Sen. Elizabeth Warren, D-Mass., lambasted Securities and Exchange Commission Chairwoman Mary Jo White in a Tuesday letter about her “broken promises” of agency action on major consumer protection issues, and urged White to “step up to the job” of protecting investors.
“I am disappointed by the significant gap between the promises you made during and shortly after your confirmation and your performance as SEC chair,” Warren told White in the 13-page letter. “You have been SEC chair for over two years, and to date, your leadership of the Commission has been extremely disappointing.”
Warren then detailed four areas where she said White made promises to the Senate but failed to follow through.
Under White’s leadership, Warren said, the SEC has failed to finalize Dodd-Frank rules requiring disclosure of the ratio of CEO pay to the median worker; curb the use of waivers for companies found to be in violation of securities law; and has settled the vast majority of cases without requiring the companies admit guilt. White has been unable to participate in “numerous cases because of recusals” related to her prior employment at the Wall Street defense firm Debevoise & Plimpton, Warren wrote.
Warren also stated the White has been and will continue to recuse herself from certain cases because of her husband’s “ongoing employment” at Wall Street defense firms. White’s husband, John, is a partner at Cravath, Swaine & Moore.
White has recused herself from more than four dozen enforcement investigations, The New York Times reported in February.
“The impact of recusal on the operations of the SEC can be quite damaging,” Warren wrote.
Warren also stated her disappointment with the new SEC rules under the Jumpstart Our Business Startups (JOBS) Act for small-business capital formation that “pre-empt state consumer protections.”
But White shot back in a Tuesday statement that she is “very proud of the agency’s achievements under my leadership, including our record year in enforcement and the Commission’s efforts in advancing more than 30 congressionally mandated rulemakings and other transformative policy initiatives to protect investors and strengthen our markets.”
Sen. Warren’s “mischaracterization of my statements and the agency’s accomplishments is unfortunate,” White said, “but it will not detract from the work we have done, and will continue to do, on behalf of investors.”
Under White, the agency has changed its “neither admit nor deny” policy to require admissions of guilt in more egregious cases. Warren asked White to provide to her by July 1 answers to six questions, including all the investigations and cases for which she’s recused herself, a list of all settlements since Sept. 2014 with information on whether they included admission of guilt and a timeline for the completion of the CEO pay rule.
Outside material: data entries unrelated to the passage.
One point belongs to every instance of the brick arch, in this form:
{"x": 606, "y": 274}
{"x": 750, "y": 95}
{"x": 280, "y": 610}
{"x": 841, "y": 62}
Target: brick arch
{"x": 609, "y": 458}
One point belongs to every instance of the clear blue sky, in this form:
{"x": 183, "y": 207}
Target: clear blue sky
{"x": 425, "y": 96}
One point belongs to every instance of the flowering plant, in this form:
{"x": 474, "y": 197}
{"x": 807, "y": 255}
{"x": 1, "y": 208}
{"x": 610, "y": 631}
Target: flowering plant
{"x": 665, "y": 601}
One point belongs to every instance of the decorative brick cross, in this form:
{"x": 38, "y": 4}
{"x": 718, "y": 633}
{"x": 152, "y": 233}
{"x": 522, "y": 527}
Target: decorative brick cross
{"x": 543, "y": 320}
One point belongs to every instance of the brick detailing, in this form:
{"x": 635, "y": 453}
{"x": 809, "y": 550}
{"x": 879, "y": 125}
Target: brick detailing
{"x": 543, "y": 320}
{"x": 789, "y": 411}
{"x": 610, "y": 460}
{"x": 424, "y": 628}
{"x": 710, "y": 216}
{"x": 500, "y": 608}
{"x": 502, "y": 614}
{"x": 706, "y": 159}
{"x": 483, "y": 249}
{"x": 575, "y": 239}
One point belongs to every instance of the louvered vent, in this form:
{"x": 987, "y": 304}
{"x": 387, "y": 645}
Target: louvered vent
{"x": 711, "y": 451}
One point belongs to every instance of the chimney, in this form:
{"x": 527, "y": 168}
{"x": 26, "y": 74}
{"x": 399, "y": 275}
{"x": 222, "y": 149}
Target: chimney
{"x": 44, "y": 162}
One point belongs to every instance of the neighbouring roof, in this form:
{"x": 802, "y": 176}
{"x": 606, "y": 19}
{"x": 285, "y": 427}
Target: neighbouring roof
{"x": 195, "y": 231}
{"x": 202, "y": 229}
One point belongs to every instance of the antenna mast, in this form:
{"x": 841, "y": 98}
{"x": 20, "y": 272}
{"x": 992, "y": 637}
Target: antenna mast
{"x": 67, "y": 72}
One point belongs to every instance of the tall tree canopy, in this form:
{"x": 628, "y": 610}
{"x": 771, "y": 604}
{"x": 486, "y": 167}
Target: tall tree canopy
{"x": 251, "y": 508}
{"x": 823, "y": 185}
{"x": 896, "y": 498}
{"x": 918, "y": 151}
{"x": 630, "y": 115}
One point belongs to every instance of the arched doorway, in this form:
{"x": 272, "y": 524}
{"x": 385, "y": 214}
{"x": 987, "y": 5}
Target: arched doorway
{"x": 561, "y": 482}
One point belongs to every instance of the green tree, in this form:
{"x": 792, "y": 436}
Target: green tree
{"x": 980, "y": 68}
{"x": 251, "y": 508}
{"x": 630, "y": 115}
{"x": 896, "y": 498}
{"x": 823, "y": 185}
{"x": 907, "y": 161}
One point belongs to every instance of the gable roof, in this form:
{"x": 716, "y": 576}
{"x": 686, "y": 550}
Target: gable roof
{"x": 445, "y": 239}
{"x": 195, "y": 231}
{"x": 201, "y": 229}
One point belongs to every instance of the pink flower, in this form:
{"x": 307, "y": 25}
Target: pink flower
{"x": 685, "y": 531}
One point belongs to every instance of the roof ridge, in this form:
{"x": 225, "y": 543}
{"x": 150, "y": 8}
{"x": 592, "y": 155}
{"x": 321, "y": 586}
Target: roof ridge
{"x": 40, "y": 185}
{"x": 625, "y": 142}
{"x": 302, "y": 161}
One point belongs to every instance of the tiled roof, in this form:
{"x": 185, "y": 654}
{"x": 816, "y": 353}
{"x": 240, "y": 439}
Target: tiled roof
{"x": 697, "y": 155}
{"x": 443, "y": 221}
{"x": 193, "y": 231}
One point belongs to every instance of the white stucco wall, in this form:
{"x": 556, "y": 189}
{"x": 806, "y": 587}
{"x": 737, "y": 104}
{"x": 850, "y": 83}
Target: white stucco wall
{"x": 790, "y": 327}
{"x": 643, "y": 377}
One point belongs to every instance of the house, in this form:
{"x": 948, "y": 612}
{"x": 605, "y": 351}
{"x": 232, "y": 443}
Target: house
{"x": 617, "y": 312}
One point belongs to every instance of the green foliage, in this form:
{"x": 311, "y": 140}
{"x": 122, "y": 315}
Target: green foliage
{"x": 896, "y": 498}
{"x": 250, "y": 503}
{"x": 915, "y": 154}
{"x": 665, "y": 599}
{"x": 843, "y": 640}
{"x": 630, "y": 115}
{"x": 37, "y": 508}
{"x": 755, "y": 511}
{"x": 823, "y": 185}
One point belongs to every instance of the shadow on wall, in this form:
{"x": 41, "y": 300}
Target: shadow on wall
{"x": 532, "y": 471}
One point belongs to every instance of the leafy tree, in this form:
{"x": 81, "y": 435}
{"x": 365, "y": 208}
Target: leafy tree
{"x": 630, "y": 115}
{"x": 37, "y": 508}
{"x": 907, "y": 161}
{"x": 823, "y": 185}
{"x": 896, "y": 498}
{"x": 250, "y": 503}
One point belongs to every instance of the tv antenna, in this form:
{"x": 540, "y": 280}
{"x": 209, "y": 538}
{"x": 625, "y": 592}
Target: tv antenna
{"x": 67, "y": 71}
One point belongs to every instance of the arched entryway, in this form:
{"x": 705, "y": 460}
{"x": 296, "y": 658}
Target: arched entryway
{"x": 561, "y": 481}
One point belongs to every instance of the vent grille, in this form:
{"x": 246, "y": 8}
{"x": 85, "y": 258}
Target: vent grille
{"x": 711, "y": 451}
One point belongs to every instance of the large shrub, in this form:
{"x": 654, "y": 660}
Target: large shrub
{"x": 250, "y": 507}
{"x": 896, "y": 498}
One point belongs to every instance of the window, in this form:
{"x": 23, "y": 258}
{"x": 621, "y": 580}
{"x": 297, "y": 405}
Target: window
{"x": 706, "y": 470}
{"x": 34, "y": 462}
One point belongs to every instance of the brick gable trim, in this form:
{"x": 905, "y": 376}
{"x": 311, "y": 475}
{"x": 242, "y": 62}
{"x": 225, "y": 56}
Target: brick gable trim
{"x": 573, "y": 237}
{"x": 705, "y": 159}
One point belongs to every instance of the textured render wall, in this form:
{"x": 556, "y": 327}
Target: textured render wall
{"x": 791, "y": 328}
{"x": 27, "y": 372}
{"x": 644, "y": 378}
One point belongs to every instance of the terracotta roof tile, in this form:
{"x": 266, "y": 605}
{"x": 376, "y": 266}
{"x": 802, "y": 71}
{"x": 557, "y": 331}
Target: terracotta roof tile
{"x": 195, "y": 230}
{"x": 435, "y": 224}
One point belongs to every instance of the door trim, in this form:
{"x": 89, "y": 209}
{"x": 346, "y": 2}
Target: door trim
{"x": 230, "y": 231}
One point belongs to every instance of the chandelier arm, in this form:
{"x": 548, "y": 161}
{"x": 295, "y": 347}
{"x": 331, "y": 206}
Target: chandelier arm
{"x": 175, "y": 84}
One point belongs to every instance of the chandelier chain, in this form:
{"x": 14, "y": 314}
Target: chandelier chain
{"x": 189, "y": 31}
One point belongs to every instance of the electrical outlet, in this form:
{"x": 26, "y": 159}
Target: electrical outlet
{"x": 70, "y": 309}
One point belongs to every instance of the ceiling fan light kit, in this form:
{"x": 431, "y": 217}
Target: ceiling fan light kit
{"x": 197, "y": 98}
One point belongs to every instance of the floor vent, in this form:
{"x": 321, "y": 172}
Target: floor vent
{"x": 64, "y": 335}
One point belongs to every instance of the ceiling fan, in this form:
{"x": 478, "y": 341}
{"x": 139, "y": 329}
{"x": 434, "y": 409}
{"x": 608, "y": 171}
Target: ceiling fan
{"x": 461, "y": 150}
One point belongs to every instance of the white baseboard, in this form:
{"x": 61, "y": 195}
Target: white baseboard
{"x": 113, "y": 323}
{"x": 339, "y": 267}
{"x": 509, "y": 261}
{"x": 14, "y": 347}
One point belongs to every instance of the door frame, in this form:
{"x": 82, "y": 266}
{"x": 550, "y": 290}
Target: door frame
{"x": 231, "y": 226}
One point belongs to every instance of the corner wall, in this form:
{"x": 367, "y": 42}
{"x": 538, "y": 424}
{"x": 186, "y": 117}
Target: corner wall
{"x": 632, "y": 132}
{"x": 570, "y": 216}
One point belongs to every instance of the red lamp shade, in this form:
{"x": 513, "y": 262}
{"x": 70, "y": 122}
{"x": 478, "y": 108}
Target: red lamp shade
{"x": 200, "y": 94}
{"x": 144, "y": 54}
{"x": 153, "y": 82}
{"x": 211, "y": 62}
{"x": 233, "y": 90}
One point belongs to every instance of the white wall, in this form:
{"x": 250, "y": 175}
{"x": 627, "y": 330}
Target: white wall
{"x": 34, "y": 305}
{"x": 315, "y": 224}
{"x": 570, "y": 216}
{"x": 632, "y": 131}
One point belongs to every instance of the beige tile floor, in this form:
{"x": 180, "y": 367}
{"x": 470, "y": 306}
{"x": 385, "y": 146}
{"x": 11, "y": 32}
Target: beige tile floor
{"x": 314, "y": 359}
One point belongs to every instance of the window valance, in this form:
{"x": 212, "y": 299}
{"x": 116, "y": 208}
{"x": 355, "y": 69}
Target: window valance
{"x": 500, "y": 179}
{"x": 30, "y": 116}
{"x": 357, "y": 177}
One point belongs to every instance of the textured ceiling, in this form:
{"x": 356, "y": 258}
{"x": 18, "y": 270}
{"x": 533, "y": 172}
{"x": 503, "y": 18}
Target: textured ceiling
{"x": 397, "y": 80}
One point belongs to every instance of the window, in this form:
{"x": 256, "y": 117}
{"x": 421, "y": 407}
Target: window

Warren accused White of providing her with “misleading information” regarding the SEC’s timeline on that rule during a May 21 meeting. Warren cited a recently issued regulatory timeline by the Office of Management and Budget, which states that the CEO pay rule wouldn’t be finalized until April 2016, which ran counter to White’s statements to her and members of Congress that such a rule would be out by fall.
An SEC official who asked not to be named told ThinkAdvisor Tuesday that White is “committed to complete the rule within the timeframe she described to Sen. Warren, which is by fall.”